Ukrainian Refugees Celebrate Purim in Moldova

Purim began last night, which should mean lots of happy celebrations are taking place in Jewish communities throughout the world. But not everyone is able to celebrate because of difficult circumstances. Thousands of Jewish refugees have fled Ukraine for safer lands in the past three weeks, having to give up their traditions and ways of life just to survive in a new land. But God is raising up helpers to care for His Chosen People throughout the world.

In Kishinev, Moldova, an Eastern European country bordering Ukraine, members of a Chabad House are taking it upon themselves to aid Jewish Ukrainian refugees. They are cooking and distributing 1,000 kosher meals to these refugees every day using only a small, temporary kitchen with workers laboring around the clock, Israel Hayom reported.

Beyond providing meals, the Chabad House is helping the refugees celebrate Purim. “Our main goal isn’t to only compensate for what the refugees don’t have but to give them a good feeling and make them happy,” said Shmulik Zalmanov, Chabad emissary to Kishinev. “It is touching every single time to see the joy of the children and adults when they receive Purim baskets,” says Zalmanov. 

“We are also organizing a Purim party for the preschool children on Thursday, and maybe we’ll even manage by then to get our hands on some costumes for them,” said Rabbi Zusha Abelsky, director of the Chabad House. “Although there are kids here with almost no regular clothes, it’s still important to make them happy with costumes.” The Chabad House is also making plans for Passover to make their Jewish friends feel at home.

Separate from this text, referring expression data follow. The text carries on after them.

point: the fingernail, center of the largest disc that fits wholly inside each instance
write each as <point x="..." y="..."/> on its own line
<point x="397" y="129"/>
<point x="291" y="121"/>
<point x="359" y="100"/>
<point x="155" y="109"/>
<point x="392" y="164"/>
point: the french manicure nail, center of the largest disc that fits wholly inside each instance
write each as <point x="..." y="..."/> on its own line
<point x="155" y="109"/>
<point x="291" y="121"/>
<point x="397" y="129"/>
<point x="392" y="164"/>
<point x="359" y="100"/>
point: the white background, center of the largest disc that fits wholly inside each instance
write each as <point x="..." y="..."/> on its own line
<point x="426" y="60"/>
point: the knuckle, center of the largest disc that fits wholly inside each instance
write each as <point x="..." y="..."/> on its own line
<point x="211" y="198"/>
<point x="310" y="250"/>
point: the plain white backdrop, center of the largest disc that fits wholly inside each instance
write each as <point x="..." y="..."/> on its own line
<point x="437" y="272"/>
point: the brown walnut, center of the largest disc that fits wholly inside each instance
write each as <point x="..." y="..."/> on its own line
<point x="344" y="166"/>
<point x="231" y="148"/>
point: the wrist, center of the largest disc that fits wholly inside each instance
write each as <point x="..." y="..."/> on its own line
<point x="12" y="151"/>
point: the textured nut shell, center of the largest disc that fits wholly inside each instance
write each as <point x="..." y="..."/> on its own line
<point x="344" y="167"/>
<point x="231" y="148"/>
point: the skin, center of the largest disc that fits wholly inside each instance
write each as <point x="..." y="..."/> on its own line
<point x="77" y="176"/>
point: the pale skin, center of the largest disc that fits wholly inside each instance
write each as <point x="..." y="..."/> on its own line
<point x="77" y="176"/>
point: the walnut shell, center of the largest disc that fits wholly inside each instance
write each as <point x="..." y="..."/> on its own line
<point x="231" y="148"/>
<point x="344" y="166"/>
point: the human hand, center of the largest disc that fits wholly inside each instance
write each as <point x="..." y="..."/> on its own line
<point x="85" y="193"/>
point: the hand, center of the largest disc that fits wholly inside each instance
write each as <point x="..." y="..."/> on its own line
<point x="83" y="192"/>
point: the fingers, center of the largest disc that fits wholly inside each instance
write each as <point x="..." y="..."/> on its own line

Jewish customs are inextricably linked to the Jewish identity. It’s difficult to imagine having to miss celebrating a major Jewish holiday, probably even more so than most people having to miss a Christmas celebration. The workers at Kishinev’s Chabad House have shown great kindness to Ukraine’s Jewish refugees by not only offering shelter and food but arranging a Purim celebration for them. May God bless their efforts to serve and care for the Jewish people.